Porque dava mais força, a gente dava 100% nos jogos.
Foi um milagre.
Vocês já estão especialistas
em ser a zebra...
É até melhor a gente ser a
zebra (risos).
Qual foi o momento que você viu que
dava para ser campeão asiático?
Quando a gente ganhou do Guangzhou. Foi
a minha estreia, a gente ganhou o jogo e teve polêmica
comigo...
Por quê?
No fim do jogo, recebi uma falta, e o chinês
botou o pé na minha cara e foi expulso. O Lippi
entrou em campo, foi expulso, reclamou, depois, no vestiário,
quis brigar comigo. Bateu no meu peito. Me xingou, falou
que eu tinha simulado.
Como você reagiu?
Não fiz nada. Fiquei quieto, rindo,
deixei ele falar as besteiras dele. Acho que isso até
o irritou mais.
Você é cria da base do Flamengo,
mas teve pouquíssimas chances no profissional.
Você saiu chateado?
Sim. Eu e minha família somos rubro-negros.
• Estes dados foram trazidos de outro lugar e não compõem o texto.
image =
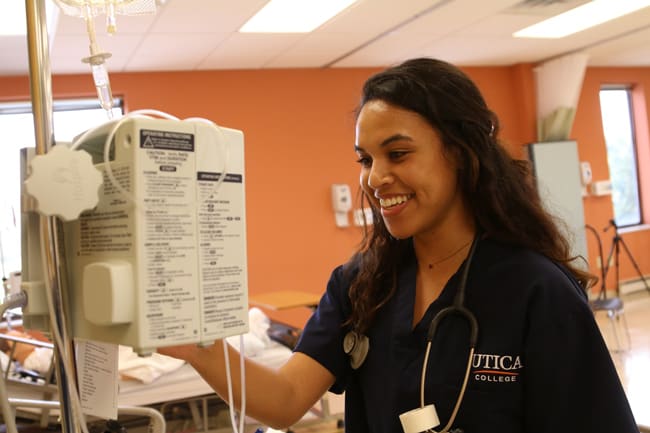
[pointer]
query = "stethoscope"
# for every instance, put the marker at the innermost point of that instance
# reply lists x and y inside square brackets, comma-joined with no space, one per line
[458,308]
[356,345]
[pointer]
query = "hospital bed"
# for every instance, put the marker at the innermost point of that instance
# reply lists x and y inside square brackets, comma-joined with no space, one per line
[183,399]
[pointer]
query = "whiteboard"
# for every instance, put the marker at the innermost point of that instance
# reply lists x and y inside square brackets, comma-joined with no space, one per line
[557,173]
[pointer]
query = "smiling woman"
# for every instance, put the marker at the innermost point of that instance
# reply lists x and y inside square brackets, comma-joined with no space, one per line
[71,117]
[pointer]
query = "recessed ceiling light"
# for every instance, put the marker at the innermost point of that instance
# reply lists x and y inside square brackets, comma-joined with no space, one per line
[294,16]
[583,17]
[13,21]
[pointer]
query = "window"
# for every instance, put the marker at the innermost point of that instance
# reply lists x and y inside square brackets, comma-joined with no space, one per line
[616,110]
[70,118]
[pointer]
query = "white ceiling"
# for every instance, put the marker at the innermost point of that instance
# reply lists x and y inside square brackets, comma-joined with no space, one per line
[202,34]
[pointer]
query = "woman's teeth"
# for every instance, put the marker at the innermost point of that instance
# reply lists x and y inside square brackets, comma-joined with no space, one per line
[393,201]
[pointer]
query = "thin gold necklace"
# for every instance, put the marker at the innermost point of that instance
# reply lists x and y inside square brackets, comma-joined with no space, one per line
[434,264]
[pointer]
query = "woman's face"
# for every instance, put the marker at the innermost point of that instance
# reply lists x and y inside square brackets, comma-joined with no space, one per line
[405,172]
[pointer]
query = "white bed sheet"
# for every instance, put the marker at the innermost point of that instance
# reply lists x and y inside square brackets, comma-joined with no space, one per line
[185,382]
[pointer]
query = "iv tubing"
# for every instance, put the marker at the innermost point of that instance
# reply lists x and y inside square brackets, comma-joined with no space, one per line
[41,93]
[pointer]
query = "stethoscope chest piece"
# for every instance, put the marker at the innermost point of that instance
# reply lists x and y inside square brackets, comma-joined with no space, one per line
[356,346]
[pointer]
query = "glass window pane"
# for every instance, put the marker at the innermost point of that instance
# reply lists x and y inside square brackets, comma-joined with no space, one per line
[70,118]
[621,155]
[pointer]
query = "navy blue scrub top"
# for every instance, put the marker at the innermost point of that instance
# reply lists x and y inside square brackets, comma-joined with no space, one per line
[540,363]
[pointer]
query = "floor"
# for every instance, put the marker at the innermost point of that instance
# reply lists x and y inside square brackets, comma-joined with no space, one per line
[632,358]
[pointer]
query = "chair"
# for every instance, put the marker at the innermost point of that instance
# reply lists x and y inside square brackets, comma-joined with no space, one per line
[613,306]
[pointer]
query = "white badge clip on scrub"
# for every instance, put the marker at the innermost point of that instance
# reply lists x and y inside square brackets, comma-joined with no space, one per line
[356,345]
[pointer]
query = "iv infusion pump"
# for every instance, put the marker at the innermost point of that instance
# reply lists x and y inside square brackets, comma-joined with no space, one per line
[161,259]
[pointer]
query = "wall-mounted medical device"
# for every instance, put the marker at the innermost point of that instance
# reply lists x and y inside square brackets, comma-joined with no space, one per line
[341,203]
[161,260]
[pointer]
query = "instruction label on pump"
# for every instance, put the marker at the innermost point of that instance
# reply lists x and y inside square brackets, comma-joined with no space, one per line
[221,230]
[170,253]
[162,258]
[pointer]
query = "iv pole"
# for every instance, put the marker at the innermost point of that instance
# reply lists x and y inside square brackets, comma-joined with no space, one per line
[41,94]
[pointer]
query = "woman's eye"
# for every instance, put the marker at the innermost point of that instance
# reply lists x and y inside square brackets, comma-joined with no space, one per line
[397,154]
[364,161]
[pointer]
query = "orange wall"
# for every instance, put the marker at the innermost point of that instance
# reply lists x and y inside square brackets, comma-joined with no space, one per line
[299,133]
[588,132]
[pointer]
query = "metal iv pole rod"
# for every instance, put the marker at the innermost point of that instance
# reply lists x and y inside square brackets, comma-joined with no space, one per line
[41,94]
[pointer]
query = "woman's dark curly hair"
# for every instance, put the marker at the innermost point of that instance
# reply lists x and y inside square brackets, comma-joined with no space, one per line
[498,189]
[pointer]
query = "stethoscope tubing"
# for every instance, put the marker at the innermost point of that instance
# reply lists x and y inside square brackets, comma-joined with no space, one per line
[458,308]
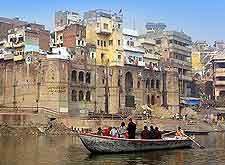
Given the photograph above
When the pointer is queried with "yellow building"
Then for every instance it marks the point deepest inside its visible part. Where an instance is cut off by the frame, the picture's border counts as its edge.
(105, 31)
(197, 66)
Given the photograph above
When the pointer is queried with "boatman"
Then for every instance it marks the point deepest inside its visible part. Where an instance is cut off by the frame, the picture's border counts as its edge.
(180, 132)
(131, 129)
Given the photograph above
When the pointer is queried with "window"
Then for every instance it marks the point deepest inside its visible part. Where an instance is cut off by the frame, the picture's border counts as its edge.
(20, 39)
(138, 84)
(74, 75)
(131, 43)
(119, 43)
(158, 41)
(106, 26)
(88, 96)
(81, 96)
(157, 84)
(74, 95)
(104, 43)
(119, 26)
(102, 56)
(81, 76)
(147, 83)
(1, 87)
(92, 55)
(88, 77)
(152, 83)
(110, 42)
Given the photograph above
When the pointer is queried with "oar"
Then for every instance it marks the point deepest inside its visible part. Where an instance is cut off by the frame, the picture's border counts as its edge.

Eu sou Flamengo desde pequeno. Eu cheguei no profissional
e tive poucas chances. Quando tive, foi jogando na lateral
esquerda. O que eu tenho a dizer sobre minha passagem
é que fico um pouco chateado pelo modo como fui
aproveitado. Acho que poderia ter tido mais chances. Acho
que a gestão do Vitor Saba pela diretoria do Flamengo
não foi a melhor. Mas eu não tenho mágoa,
não me arrependo de nada, porque hoje em dia estou
feliz. Aprendi muito ali. Sempre fui bem tratado. Mas
não posso negar que machucou um pouco. Na chance
que tive, contra o Palmeiras, entrei no primeiro tempo
e acho que fiz uma boa partida. Acho que não ter
chance depois de ter provado que tinha qualidade para
estar ali... Eu me senti um pouco mal na época.
Hoje em dia já superei, não penso mais nisso.
Por que você acha que tanta promessa
do Flamengo não vinga, não é aproveitada
pelo próprio clube?
Porque no Flamengo, não só
lá, mas o futebol brasileiro não sabe gerir
os jogadores jovens. Posso falar com 100% de certeza que
no Flamengo eles não sabem gerir. Eles querem colocar
um jogador jovem, e ele tem que dar certo, ser o novo
Neymar. Botam pressão no jogador quando tem 17,
18 anos E não é assim. Pela experiência
que tive na Europa e aqui, vi a diferença de gestão
das diretorias. Eles têm cautela para colocar o
jovem progressivamente no profissional. Tratam isso como
"business", para botar o jogador na vitrine
e vender. Sabem quando colocar, quando tirar. Acho que
o problema real é de gestão. O que acontece
no Flamengo, e eu conheço bem a base de lá,
é que eles esperam sempre milagre de jogadores
jovens. Quando colocam um jovem, queimam o jogador por
essa falta de habilidade na gestão. Não
é todo jovem que vai fazer diferença. Outra
coisa no Brasil é que a mídia bota o jogador
jovem no alto muito cedo. A gente sabe que os jogadores
brasileiros não têm cabeça para poder
ter esse status tão jovens. Infelizmente, tantos
jogadores muito bons são jogados fora.